Key Points

The centre of mass is a point representing the mean position of the matter in a body. For a system of particles, its position vector $\mathbf{R}$ is given by $\mathbf{R} = \frac{\sum m_i \mathbf{r}_i}{M}$, where $M$ is the total mass.

The centre of mass of a system moves as if the entire mass of the system were concentrated at that point and all external forces were applied there. The equation of motion is $\mathbf{F}_{\text{ext}} = M \mathbf{A}_{\text{CM}}$.

The total linear momentum of a system of particles is the product of the total mass and the velocity of its centre of mass: $\mathbf{P} = M \mathbf{V}_{\text{CM}}$. Newton's second law for the system is $\mathbf{F}_{\text{ext}} = \frac{d\mathbf{P}}{dt}$.

The vector product (or cross product) of two vectors $\mathbf{a}$ and $\mathbf{b}$ is a vector $\mathbf{c} = \mathbf{a} \times \mathbf{b}$. Its magnitude is $c = ab \sin\theta$ and its direction is perpendicular to the plane of $\mathbf{a}$ and $\mathbf{b}$, given by the right-hand rule.

Torque is the rotational analogue of force and is defined as the vector product of the position vector $\mathbf{r}$ and the force $\mathbf{F}$. It is given by $\boldsymbol{\tau} = \mathbf{r} \times \mathbf{F}$. Its SI unit is newton-metre (N m).

Angular momentum is the rotational analogue of linear momentum. For a particle, it is defined as $\mathbf{l} = \mathbf{r} \times \mathbf{p}$, where $\mathbf{p}$ is the linear momentum. For a system of particles, the total angular momentum is $\mathbf{L} = \sum \mathbf{l}_i$.

The time rate of change of the total angular momentum of a system of particles is equal to the sum of the external torques acting on the system. This is expressed as $\frac{d\mathbf{L}}{dt} = \boldsymbol{\tau}_{\text{ext}}$.

If the total external torque on a system is zero, its total angular momentum remains constant. This is the law of conservation of angular momentum, expressed as $I\omega = \text{constant}$.

A rigid body is in mechanical equilibrium if the net external force is zero (translational equilibrium, $\sum \mathbf{F}_{\text{ext}} = \mathbf{0}$) and the net external torque is zero (rotational equilibrium, $\sum \boldsymbol{\tau}_{\text{ext}} = \mathbf{0}$).

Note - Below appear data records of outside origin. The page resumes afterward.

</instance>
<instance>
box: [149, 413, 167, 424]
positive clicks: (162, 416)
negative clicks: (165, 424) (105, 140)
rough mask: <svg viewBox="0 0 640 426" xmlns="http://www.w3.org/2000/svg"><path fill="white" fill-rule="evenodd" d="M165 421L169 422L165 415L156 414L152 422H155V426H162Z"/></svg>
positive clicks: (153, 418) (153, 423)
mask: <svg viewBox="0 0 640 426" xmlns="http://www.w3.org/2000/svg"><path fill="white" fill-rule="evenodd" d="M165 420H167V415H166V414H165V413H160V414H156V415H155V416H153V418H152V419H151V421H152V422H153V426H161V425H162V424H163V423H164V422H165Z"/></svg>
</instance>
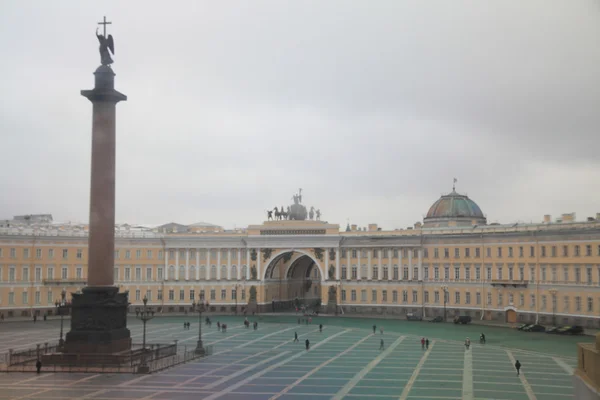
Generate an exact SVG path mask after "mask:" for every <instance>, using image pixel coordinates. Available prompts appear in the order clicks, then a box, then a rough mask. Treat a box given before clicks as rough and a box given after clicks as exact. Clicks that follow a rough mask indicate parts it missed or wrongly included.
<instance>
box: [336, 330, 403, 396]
mask: <svg viewBox="0 0 600 400" xmlns="http://www.w3.org/2000/svg"><path fill="white" fill-rule="evenodd" d="M405 338H406V336H400V337H399V338H398V339H397V340H396V341H395V342H394V343H392V345H391V346H390V347H388V348H387V349H385V350H384V351H383V352H382V353H381V354H380V355H379V356H377V357H376V358H375V359H374V360H373V361H371V362H370V363H369V364H368V365H367V366H366V367H364V368H363V369H362V370H361V371H360V372H359V373H357V374H356V375H355V376H354V377H353V378H352V379H351V380H350V381H349V382H348V383H347V384H346V385H345V386H344V387H343V388H341V389H340V391H339V392H337V393H336V394H335V396H333V397H332V398H331V399H332V400H341V399H342V398H343V397H344V396H346V395H347V394H348V392H350V390H352V388H354V386H356V384H357V383H358V381H360V380H361V379H362V378H364V377H365V375H367V373H369V372H370V371H371V370H372V369H373V368H375V366H376V365H377V364H379V362H380V361H381V360H383V359H384V358H385V357H387V356H388V355H389V354H390V353H391V352H392V351H393V350H394V349H395V348H396V347H397V346H398V345H399V344H400V343H402V341H403V340H404V339H405Z"/></svg>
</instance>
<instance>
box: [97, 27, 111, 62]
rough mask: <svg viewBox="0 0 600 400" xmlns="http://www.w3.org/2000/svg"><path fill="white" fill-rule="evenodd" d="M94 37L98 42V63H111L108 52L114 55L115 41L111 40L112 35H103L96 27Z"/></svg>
mask: <svg viewBox="0 0 600 400" xmlns="http://www.w3.org/2000/svg"><path fill="white" fill-rule="evenodd" d="M96 37H97V38H98V41H99V42H100V63H101V64H102V65H110V64H112V63H113V60H112V58H111V57H110V54H111V53H112V55H115V42H114V41H113V38H112V35H108V37H104V35H99V34H98V29H96ZM109 50H110V52H109Z"/></svg>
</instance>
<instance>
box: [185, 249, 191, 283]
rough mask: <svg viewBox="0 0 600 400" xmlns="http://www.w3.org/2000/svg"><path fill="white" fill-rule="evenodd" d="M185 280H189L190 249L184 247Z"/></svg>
mask: <svg viewBox="0 0 600 400" xmlns="http://www.w3.org/2000/svg"><path fill="white" fill-rule="evenodd" d="M185 280H186V281H189V280H190V249H185Z"/></svg>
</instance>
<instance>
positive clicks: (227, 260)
mask: <svg viewBox="0 0 600 400" xmlns="http://www.w3.org/2000/svg"><path fill="white" fill-rule="evenodd" d="M227 280H228V281H230V280H231V249H227Z"/></svg>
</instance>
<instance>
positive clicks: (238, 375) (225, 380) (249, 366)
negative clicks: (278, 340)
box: [202, 351, 290, 390]
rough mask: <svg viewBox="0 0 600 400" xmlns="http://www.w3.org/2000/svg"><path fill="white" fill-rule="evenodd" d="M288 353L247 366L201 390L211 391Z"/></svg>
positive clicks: (285, 351)
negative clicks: (251, 370)
mask: <svg viewBox="0 0 600 400" xmlns="http://www.w3.org/2000/svg"><path fill="white" fill-rule="evenodd" d="M289 353H290V352H289V351H284V352H283V353H279V354H276V355H274V356H273V357H269V358H266V359H264V360H262V361H259V362H257V363H256V364H252V365H249V366H247V367H246V368H243V369H240V370H239V371H237V372H235V373H233V374H231V375H227V376H225V377H223V378H221V379H219V380H216V381H214V382H213V383H210V384H208V385H206V386H204V387H203V388H202V389H206V390H209V389H212V388H214V387H216V386H219V385H220V384H222V383H225V382H227V381H229V380H231V379H233V378H237V377H238V376H240V375H243V374H245V373H246V372H248V371H251V370H253V369H254V368H256V367H258V366H260V365H263V364H266V363H268V362H270V361H273V360H275V359H276V358H280V357H281V356H285V355H287V354H289Z"/></svg>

Moment of inertia ($I$) is the rotational analogue of mass, representing an object's resistance to angular acceleration. It is defined as $I = \sum m_i r_i^2$, where $r_i$ is the perpendicular distance of mass $m_i$ from the axis of rotation.

The radius of gyration ($k$) is the distance from the axis of rotation to a point where the entire mass of the body could be concentrated without changing its moment of inertia. It is related by $I = M k^2$.

The kinetic energy of a body rotating about a fixed axis is given by $K = \frac{1}{2} I \omega^2$, where $I$ is the moment of inertia and $\omega$ is the angular velocity.

The rotational analogue of Newton's second law ($F = ma$) is $\tau = I \alpha$. This states that the net external torque on a body is equal to the product of its moment of inertia and its angular acceleration.

The linear velocity $\mathbf{v}$ of a particle in a rigid body rotating with angular velocity $\boldsymbol{\omega}$ is given by the vector product $\mathbf{v} = \boldsymbol{\omega} \times \mathbf{r}$, where $\mathbf{r}$ is the position vector of the particle from the axis.

For uniform angular acceleration $\alpha$, the equations of rotational motion are analogous to linear motion: $\omega = \omega_0 + \alpha t$, $\theta = \theta_0 + \omega_0 t + \frac{1}{2} \alpha t^2$, and $\omega^2 = \omega_0^2 + 2\alpha(\theta - \theta_0)$.